My recommendation is to try putting the rule into action with the trigger occurring once every hour and leaving the variable as it is. If this works, you can later experiment with the trigger and the variable to find a frequency that is more appropriate according to your requirements.

I hope this helps, Warren! 

@Yuri Moura - thanks for the feedback.

I have adjusted it back to the baseline 1hr on the trigger and the epochtime var yet I am still seeing it repeat the same address despite the log of the failure being more that 1hr previously to now()-1hr - as you can see this shows event times from Thursday last week yet the rule was manually run at 9.21am today:

submission log repetition greater than now -1hr.PNG

Any further advice would be appreciated.

Hi Yuri,

Thank you for the very helpful article.

But I keep getting this error when I try to setup the automation job.

automation.JPG

Can you please help?

Thanks so much!

Emmy

Like Raul Herrera likes this

Hi Emmy,

1. Use a service account with Jira service management license and add the account as project admin.

2. Login with service account to Jira, and generate the API token.

3. Then use the service account email and generated API in step 3- encoding credentials, and then follow the rest of the steps for the automation rule creation.

Regards

This cutoff concentrates nicely for us, favor your heart! Going toward an essentially indistinguishable issue here. Help is respected. Flying Together

Hi, is it possible to extend this logic to include the Raw email message as an attachment?

Like Nena Kruljac likes this

Hi, 

thank you for this workaround solution :-). It would save us time and these checks could be done more often then now.

We will try it (hoping soon). But what about security? How secure is this - can someone intercept traffic and misuse the information somehow?

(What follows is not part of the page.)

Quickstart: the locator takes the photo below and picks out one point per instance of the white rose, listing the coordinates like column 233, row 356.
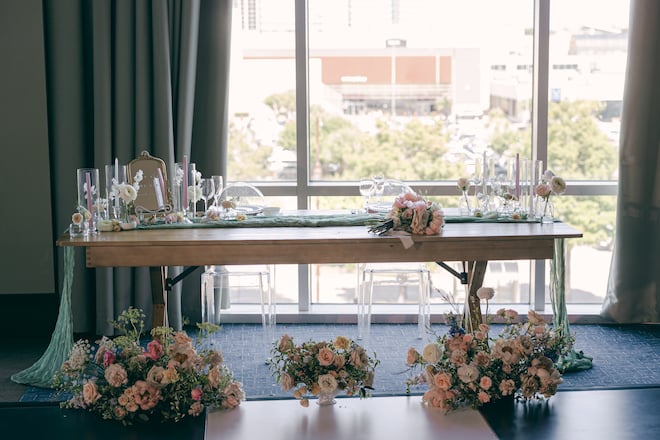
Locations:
column 486, row 293
column 431, row 353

@Yuri Moura Hi! Thank you for this! 

For status tags that contain more than 1 word, what would the web request url look like (the tag portion that is)?: 
 
1-word example: 

&statuses=FAILED


2-words (example: CONDITION PENDING): 

&statuses= ???

Would you use CONDITION_PENDING ?


Thanks in advance! 

Update: CONDITION+PENDING worked for me 

Great guide, we really needed this!

In case that you want to monitor more than one status (e.g. CONDITION PENDING and FAILED), the web request URL parameters are:

CHANNELXXXXXXXXXXX?from={{epochtimestamp}}&statuses=FAILED&statuses=CONDITION+PENDING

 It is not obvious as the parameter statuses is in plural form.